Former President Donald Trump has announced he will resume campaign-style rallies starting next week in Ohio, according to a statement from his office.
The rally, which will be held at the Lorain County Fairgrounds near Cleveland on June 26, will be the first rally Trump has held since leaving office in January. At the event, Trump will endorse former adviser Max Miller, who is running for Congress, Trump’s Save America PAC stated on June 17.
“President Trump’s first of many appearances in support of candidates and causes that further the MAGA agenda and accomplishments of President Trump’s administration,” the PAC stated.
Trump last spoke to his supporters at a rally on Jan. 6 in Washington. Around the same time, rioters breached the U.S. Capitol building, leading to months of Democratic-led accusations that the former president “incited an insurrection.”
Trump wrote that Miller “is a Marine Veteran, a son of Ohio, and a true PATRIOT” and “Gonzalez should not be representing the people of the 16th district because he does not represent their interest or their heart. Max Miller has my Complete and Total Endorsement!”
Gonzalez, who claimed Trump helped “organize and incite a mob” on Jan. 6, was censured by the Ohio Republican Party in May. Some Republicans in Ohio, including Sen. Rob Portman (R-Ohio), decried the state GOP’s vote.

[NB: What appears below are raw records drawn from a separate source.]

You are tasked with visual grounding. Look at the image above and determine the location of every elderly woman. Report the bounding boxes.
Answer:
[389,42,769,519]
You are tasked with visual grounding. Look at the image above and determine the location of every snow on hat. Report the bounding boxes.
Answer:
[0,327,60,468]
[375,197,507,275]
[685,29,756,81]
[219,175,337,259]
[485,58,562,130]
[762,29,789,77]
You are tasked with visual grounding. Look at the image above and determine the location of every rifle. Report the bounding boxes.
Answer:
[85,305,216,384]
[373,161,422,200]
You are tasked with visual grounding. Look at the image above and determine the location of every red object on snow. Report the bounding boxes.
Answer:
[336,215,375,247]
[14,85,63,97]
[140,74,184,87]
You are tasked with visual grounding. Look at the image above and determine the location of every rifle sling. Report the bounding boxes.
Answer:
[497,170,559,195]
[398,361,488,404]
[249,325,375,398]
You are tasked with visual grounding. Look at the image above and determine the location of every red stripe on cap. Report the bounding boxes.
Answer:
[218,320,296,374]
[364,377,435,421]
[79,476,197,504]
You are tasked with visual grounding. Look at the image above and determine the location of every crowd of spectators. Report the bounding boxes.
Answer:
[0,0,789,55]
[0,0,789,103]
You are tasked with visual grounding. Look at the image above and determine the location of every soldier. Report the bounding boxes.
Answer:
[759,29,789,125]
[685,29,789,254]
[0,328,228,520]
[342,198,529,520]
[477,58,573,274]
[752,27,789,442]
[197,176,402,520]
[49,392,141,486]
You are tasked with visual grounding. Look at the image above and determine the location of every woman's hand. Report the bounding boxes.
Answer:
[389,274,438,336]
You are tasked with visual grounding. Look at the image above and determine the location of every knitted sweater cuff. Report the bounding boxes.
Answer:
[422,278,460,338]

Other than Ohio, Trump said last month during an interview with OANN that he plans to hold rallies in Florida, Georgia, and North Carolina in the near future. During the 2016 election, Trump won all four of those states and took three of four during the 2020 contest.
Throughout his 2016 and 2020 presidential campaigns, Trump held numerous rallies across the United States, sometimes attracting tens of thousands of people. The former president would often point to the size of his rallies as evidence of his popularity, namely when fielding questions from reporters.
Trump’s former adviser and spokesman Jason Miller told Axios recently that the rallies would “start as soon as late spring or early summer.”